27 It is true that Jesus referred to oral law (“You have heard that it was said…”), but in these cases the oral law was a direct quote of the written law. Jesus did not argue that the written law actually meant what he was teaching. Rather, he based his teachings on his own authority (“But I say unto you…”). See Douglas Moo for further discussion (“The Law of Christ as the Fulfillment of the Law of Moses,” in Strickland, pp. 347-356). However, even if Jesus merely interpreted Moses correctly, it would be poor practice to point people to the enigmatic original instead of the more complete interpretation.
28 John G. Reisinger rightly asks, “If the Sermon on the Mount and the new covenant epistles do indeed teach a higher and more spiritual standard of holy living than the Law of Moses, do we not…lower the actual standard of holiness under which a Christian is to live when we send him back to Moses to learn ethics and morality?” (Christ: Lord and Lawgiver Over the Church [Frederick, MD: New Covenant Media, 1998], p. 16).
29 John Goldingay points out additional respectful ways for Christians to read the Old Testament: as a description of faith in God, a story of salvation, and a witness to Christ (Approaches to Old Testament Interpretation).
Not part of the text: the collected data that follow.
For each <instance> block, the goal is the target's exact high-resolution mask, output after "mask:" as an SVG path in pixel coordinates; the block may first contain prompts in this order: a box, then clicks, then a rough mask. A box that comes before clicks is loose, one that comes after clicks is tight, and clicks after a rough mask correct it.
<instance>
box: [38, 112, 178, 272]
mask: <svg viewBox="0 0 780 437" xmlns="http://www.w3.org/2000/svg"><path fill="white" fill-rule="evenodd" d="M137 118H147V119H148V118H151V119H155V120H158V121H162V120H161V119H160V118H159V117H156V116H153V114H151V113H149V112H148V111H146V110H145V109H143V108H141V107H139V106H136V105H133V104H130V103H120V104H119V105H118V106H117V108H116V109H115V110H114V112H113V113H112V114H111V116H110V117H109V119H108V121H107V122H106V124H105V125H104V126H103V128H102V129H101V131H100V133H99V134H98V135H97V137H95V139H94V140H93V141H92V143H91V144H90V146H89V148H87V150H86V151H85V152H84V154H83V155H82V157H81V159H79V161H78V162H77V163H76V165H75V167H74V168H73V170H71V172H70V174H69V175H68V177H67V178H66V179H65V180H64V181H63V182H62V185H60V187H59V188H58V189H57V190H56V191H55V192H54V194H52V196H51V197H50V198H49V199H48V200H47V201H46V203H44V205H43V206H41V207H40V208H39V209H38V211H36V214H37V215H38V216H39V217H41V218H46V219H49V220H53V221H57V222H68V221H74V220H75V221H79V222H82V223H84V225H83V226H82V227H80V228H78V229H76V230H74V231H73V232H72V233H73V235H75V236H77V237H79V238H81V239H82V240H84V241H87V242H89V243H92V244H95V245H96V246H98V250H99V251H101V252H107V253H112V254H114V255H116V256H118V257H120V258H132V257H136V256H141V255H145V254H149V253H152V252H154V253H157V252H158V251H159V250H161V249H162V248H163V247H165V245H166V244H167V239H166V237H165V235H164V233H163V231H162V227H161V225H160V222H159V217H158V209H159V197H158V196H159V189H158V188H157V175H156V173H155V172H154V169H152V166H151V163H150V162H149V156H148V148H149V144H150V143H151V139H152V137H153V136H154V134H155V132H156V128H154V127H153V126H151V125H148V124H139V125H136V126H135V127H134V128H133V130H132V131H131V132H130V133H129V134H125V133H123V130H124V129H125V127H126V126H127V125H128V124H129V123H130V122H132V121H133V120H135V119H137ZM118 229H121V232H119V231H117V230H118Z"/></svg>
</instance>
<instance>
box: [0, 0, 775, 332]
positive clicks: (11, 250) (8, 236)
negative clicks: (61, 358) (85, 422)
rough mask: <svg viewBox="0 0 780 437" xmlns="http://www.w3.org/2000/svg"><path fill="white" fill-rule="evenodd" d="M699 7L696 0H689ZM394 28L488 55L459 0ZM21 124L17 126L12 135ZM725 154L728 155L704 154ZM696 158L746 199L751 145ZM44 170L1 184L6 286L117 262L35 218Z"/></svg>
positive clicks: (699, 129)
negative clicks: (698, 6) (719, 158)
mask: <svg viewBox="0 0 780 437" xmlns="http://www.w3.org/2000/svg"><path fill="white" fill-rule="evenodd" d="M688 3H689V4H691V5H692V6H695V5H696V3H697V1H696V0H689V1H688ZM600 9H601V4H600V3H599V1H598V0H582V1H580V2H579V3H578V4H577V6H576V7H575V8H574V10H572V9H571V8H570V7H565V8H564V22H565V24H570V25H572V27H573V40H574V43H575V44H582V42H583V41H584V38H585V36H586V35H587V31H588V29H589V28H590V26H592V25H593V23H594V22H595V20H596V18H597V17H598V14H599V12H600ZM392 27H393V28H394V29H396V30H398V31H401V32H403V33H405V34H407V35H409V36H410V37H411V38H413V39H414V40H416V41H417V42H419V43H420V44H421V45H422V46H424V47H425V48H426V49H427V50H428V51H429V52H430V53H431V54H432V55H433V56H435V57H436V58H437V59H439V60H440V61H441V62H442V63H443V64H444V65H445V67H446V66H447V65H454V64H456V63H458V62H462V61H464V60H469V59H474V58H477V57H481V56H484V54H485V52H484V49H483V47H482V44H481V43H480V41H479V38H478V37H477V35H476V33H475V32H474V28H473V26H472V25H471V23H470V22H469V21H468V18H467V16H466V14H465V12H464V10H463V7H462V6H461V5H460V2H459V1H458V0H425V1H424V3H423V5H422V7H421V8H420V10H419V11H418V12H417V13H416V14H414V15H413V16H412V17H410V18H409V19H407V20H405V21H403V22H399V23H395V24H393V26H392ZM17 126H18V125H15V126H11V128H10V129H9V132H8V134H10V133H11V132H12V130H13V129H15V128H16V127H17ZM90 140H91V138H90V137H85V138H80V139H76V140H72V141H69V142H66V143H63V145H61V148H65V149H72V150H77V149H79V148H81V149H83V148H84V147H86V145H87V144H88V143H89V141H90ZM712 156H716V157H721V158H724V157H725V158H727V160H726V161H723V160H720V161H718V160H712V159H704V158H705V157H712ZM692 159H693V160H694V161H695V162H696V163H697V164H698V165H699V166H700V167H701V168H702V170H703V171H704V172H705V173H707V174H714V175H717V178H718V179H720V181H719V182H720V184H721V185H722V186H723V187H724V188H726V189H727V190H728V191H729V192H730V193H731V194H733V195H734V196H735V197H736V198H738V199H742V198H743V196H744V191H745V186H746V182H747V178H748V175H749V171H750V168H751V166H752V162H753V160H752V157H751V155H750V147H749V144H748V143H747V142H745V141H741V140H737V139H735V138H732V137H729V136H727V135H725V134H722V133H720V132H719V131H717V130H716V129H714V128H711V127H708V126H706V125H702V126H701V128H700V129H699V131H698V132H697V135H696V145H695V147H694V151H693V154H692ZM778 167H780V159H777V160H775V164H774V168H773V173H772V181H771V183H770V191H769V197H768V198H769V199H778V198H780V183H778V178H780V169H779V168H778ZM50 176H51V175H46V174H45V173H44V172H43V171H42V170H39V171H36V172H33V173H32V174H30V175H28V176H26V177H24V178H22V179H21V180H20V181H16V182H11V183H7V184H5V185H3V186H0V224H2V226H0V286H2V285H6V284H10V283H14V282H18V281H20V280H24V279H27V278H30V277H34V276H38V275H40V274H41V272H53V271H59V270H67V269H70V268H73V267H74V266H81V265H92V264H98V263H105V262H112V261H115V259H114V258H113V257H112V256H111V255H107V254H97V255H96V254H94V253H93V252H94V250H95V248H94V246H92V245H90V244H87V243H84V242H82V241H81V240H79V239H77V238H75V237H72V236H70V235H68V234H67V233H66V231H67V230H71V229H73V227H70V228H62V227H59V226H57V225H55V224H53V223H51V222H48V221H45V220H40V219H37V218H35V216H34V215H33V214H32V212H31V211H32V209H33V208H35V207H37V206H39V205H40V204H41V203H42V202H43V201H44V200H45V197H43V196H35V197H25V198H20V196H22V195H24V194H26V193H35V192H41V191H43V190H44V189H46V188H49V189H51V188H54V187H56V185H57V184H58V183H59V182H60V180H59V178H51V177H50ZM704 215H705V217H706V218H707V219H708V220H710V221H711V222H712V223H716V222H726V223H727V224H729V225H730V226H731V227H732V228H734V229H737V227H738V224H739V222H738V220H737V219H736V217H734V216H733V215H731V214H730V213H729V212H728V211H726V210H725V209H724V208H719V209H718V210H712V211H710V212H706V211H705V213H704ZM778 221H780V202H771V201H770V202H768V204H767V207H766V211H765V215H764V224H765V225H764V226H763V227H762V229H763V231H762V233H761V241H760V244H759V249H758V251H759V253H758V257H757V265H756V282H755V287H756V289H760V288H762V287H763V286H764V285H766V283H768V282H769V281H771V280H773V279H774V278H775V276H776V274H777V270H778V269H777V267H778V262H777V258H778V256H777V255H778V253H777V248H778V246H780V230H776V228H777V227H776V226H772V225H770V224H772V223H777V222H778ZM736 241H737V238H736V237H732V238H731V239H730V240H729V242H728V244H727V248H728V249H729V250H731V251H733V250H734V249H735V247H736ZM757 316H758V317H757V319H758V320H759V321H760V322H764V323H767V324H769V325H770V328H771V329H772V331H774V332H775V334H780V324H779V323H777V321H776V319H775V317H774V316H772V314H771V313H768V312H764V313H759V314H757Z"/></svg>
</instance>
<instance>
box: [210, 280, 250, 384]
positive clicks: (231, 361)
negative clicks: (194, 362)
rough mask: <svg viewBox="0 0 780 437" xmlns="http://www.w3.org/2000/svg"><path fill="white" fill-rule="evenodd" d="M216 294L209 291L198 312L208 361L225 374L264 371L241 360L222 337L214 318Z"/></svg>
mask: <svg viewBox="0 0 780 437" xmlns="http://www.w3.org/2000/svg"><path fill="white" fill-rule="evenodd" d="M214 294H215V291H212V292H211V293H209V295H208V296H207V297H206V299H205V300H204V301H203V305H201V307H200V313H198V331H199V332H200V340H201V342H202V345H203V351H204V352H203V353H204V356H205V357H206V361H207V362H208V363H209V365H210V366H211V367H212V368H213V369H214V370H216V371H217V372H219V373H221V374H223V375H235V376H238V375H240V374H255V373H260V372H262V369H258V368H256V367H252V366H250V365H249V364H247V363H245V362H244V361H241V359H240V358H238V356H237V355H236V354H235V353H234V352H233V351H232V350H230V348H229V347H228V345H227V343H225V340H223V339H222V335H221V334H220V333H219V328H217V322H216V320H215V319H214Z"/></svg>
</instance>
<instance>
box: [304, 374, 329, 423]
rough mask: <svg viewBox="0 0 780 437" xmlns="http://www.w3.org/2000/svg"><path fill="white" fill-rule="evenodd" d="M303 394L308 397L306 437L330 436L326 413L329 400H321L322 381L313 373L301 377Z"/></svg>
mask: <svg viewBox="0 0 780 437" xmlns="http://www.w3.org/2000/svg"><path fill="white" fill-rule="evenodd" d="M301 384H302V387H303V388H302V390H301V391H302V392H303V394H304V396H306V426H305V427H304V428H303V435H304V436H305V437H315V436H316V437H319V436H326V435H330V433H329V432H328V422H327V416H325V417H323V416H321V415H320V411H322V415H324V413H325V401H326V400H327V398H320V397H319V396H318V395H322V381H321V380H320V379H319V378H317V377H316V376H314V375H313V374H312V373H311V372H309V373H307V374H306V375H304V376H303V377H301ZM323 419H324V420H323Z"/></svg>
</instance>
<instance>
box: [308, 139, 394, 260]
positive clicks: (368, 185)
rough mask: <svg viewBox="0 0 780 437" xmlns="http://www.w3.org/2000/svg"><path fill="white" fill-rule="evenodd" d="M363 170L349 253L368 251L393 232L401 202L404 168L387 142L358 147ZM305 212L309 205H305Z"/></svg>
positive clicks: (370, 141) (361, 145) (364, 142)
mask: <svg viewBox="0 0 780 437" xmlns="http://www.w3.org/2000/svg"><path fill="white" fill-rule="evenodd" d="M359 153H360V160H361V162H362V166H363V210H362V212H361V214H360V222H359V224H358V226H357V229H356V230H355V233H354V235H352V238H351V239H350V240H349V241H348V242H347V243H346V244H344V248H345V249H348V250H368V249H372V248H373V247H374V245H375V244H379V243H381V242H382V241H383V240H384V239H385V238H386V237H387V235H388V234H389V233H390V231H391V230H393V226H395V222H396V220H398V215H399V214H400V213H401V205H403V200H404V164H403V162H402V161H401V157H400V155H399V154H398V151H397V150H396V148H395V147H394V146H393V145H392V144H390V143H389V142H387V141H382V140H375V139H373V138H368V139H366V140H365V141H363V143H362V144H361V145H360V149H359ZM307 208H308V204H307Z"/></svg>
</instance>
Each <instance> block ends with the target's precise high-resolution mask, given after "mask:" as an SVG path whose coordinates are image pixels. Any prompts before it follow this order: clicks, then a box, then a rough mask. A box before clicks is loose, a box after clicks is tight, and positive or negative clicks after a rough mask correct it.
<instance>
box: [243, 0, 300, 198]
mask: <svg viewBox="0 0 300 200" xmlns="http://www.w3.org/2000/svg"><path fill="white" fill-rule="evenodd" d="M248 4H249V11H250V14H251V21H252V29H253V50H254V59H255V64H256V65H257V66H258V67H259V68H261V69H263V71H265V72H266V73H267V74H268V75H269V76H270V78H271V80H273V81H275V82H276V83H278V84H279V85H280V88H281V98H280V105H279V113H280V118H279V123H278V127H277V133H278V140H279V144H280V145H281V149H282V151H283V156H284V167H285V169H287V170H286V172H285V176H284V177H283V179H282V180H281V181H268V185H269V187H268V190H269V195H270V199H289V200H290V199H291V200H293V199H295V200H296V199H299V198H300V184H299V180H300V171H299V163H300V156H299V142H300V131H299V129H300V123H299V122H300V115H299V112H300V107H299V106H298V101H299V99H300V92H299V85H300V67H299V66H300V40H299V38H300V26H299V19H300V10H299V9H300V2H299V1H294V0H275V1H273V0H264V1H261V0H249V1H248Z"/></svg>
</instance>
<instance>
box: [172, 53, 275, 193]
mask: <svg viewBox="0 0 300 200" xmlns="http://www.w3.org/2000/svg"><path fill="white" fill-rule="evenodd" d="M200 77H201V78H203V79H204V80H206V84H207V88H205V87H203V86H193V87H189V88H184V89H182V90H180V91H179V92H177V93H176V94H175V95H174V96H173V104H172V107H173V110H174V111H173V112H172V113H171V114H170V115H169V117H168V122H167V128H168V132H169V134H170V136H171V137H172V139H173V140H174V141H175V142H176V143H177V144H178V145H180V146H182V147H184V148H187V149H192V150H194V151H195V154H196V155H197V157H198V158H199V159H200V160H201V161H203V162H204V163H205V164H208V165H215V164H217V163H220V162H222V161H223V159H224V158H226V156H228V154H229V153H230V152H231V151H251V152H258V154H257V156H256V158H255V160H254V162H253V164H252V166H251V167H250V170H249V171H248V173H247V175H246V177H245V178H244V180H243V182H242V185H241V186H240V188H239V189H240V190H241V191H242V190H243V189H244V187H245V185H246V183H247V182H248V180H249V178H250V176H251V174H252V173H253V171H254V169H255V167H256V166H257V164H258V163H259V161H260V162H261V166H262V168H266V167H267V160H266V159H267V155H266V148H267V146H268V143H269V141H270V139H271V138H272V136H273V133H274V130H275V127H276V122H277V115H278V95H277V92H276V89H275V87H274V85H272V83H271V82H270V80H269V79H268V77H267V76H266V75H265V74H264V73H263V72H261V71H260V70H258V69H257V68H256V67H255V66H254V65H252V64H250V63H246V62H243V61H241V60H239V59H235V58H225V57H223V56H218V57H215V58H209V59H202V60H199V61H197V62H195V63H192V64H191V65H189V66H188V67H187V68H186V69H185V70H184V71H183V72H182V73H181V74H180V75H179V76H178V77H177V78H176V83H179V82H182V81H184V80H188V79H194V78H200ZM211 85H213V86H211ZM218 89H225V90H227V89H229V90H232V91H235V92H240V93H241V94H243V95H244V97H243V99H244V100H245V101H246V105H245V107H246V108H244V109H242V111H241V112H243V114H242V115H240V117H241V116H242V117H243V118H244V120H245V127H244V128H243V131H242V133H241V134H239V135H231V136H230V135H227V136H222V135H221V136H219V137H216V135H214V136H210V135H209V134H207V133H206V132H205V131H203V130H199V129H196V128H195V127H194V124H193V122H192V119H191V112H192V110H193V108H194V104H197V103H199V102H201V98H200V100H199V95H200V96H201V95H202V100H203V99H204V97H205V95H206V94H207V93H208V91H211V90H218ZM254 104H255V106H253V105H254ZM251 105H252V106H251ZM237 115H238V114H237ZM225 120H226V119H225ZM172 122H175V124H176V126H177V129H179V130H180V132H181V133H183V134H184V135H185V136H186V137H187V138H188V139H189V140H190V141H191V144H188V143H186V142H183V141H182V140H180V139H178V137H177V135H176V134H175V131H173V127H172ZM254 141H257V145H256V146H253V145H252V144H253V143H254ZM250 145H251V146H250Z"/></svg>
For ethics, his chapter 2 is most appropriate: “The Old Testament as a Way of Life” (pp. 38-65).
30 Moo notes that “the detailed stipulations of the Mosaic law often reveal principles that are part of God’s word to his people in both covenants, and believers continue to profit from what the law teaches in this respect” (p. 376, emphasis added). But this validity is to be argued on New Testament principles, not assumed in advance.
31 In viewing Old Testament laws “neutrally,” we are beginning with a bias toward discontinuity. We do not begin by assuming the law to be valid, but by saying that we do not consider it valid until it is proven to be valid. Thus, even though the New Testament does not specifically repeal the laws of tassels and mezzuzim, we do not consider them required. Bestiality provides an opposite illustration. Even though the New Testament does not reaffirm this particular Old Testament law, we believe the prohibition to be valid — not simply because the Old Testament says so, but because we believe that principles within the New Testament itself lead to this conclusion.
32 Christopher J. H. Wright, God’s People in God’s Land: Family, Land and Property in the Old Testament (Grand Rapids: Eerdmans, 1990), pp. 43-44; see also pp. 175-180. He also describes a typological approach, which is similar, for application within the church.
33 Wright, Eye, p. 21.
34 “At the very least it will keep us earthed, by showing that general principles must have particular outworking and affect the local, culture-bound specifics of human life…. If our ethics are all vague generalities, then we have not listened to Old Testament law” (ibid., p. 159). Wright shows the importance of seeking principles behind the laws: “You will not find a section of ‘moral law’ denouncing slavery, not even in the Ten Commandments. But you do find a moral principle operative within the civil law, which, when put alongside other Old Testament passages on the subject…questions and undermines the whole institution” (p. 154).